Alarme sur la qualité de l’air à Potsdam : à quel point l’air est-il sale aujourd’hui ?
Le 12 septembre 2025, les stations de mesure rendront compte de la qualité actuelle de l'air à Potsdam, en se concentrant sur les poussières fines et les polluants.

Alarme sur la qualité de l’air à Potsdam : à quel point l’air est-il sale aujourd’hui ?
Au centre de Potsdam, la qualité de l’air est examinée de près. Le 12 septembre 2025, grâce aux données constamment mises à jour des stations de mesure, nous pourrons savoir ce que fait l'air que nous respirons. L'accent est mis ici sur les poussières fines (PM10), dont la limite est de 50 microgrammes par mètre cube d'air. Cette valeur ne peut pas être dépassée plus de 35 fois par an, comme le rapporte maz-online.de.

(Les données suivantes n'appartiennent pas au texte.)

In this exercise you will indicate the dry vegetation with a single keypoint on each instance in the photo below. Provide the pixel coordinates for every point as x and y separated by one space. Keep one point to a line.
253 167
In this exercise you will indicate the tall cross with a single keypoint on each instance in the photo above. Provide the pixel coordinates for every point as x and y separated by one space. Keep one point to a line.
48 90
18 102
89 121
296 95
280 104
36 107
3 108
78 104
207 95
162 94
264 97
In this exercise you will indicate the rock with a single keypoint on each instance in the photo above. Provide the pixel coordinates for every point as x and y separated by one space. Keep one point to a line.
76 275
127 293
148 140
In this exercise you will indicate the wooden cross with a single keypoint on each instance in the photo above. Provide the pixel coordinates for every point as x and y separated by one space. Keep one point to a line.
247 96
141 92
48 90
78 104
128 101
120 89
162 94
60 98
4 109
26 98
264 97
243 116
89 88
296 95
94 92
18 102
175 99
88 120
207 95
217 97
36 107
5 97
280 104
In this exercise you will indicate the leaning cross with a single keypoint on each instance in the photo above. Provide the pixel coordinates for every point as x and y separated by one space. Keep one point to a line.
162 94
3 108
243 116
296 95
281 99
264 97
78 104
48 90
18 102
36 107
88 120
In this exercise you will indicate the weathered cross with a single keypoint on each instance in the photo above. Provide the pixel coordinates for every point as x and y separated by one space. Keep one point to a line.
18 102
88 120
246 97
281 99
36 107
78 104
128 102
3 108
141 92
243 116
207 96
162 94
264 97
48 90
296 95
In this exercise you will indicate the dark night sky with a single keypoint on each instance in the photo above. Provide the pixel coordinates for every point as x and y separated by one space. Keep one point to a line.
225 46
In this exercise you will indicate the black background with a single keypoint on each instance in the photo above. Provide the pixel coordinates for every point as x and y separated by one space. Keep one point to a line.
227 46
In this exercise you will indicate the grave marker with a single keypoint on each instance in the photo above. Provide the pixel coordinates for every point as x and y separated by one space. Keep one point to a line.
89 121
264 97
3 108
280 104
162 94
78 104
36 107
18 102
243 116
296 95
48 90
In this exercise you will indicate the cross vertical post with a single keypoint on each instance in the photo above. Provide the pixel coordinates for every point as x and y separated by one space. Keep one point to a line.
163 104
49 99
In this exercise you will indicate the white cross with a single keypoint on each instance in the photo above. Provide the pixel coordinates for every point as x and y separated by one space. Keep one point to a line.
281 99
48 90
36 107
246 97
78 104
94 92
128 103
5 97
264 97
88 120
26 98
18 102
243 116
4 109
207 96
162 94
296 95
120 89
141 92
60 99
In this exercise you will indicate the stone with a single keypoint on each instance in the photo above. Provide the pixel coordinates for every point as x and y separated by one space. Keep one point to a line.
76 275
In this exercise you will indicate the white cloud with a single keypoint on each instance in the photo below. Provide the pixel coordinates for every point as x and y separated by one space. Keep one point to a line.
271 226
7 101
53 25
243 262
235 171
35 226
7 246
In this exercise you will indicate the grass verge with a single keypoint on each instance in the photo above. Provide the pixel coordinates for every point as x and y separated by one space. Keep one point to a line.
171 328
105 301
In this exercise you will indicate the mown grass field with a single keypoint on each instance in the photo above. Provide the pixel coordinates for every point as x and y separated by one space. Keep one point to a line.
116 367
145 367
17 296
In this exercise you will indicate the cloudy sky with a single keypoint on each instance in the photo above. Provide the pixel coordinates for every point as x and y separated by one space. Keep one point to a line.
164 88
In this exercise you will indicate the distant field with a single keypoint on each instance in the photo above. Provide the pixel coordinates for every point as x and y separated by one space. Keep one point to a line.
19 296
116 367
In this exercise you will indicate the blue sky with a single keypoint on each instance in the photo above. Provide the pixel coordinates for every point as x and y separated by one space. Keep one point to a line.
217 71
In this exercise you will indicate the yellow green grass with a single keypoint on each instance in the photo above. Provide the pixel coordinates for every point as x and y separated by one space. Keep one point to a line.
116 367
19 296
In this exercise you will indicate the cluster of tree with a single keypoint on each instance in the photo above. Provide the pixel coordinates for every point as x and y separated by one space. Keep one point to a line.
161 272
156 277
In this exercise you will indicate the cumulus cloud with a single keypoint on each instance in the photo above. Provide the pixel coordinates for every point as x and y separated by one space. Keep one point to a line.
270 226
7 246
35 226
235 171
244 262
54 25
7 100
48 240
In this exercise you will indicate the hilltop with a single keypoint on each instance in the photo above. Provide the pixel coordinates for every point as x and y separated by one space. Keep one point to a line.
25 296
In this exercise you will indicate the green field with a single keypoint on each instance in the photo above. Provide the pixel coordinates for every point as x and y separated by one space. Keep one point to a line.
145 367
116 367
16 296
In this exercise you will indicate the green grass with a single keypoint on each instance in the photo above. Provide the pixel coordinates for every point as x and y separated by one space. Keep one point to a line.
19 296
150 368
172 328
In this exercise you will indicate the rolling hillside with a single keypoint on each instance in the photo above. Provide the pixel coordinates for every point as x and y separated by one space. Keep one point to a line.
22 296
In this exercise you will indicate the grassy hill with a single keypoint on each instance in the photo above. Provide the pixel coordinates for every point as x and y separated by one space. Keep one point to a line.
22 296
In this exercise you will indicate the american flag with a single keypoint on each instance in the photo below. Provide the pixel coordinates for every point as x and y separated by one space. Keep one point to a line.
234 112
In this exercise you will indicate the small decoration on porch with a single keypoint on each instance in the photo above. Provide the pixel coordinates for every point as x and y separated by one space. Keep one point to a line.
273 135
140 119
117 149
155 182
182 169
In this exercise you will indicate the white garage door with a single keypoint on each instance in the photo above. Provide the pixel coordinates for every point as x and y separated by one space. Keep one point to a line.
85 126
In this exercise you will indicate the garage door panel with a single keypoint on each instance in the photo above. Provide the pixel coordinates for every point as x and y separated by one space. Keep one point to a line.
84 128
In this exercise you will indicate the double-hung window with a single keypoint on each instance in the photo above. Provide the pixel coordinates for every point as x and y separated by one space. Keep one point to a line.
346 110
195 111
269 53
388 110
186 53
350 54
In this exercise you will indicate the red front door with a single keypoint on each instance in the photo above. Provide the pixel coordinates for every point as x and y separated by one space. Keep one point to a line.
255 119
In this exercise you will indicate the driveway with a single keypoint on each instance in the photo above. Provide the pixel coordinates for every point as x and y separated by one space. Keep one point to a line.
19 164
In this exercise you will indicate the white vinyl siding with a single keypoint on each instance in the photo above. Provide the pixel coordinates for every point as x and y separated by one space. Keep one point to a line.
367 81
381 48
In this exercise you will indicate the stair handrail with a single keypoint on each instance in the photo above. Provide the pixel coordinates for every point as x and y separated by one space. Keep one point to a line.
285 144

Mais comment mesure-t-on réellement la qualité de l’air ? Il repose sur trois valeurs centrales : les poussières fines, le dioxyde d'azote et l'ozone. Il existe différentes valeurs limites, allant de « très mauvais » à « très bon ». Les valeurs supérieures à 200 μg/m³ pour le dioxyde d’azote sont particulièrement alarmantes et tirent immédiatement la sonnette d’alarme. Bien entendu, les recommandations destinées à la population ayant des qualités d'air différentes sont également importantes. Dans la catégorie « très pauvre », il est recommandé d’éviter les efforts physiques en extérieur.
Mesures actuelles et risques sanitaires
Les valeurs mesurées sont mises à jour toutes les heures et sont accessibles aux citoyens. Environ 20 minutes après la mesure, vous pouvez mettre le nez dans les données conservées, même si elles sont provisoires et ne conviennent pas à un traitement ultérieur, comme le précise la plateforme luftdaten.brandenburg.de. Il est souligné que des modifications sont possibles à tout moment et que les résultats finaux seront ensuite publiés dans le rapport annuel sur la qualité de l'air.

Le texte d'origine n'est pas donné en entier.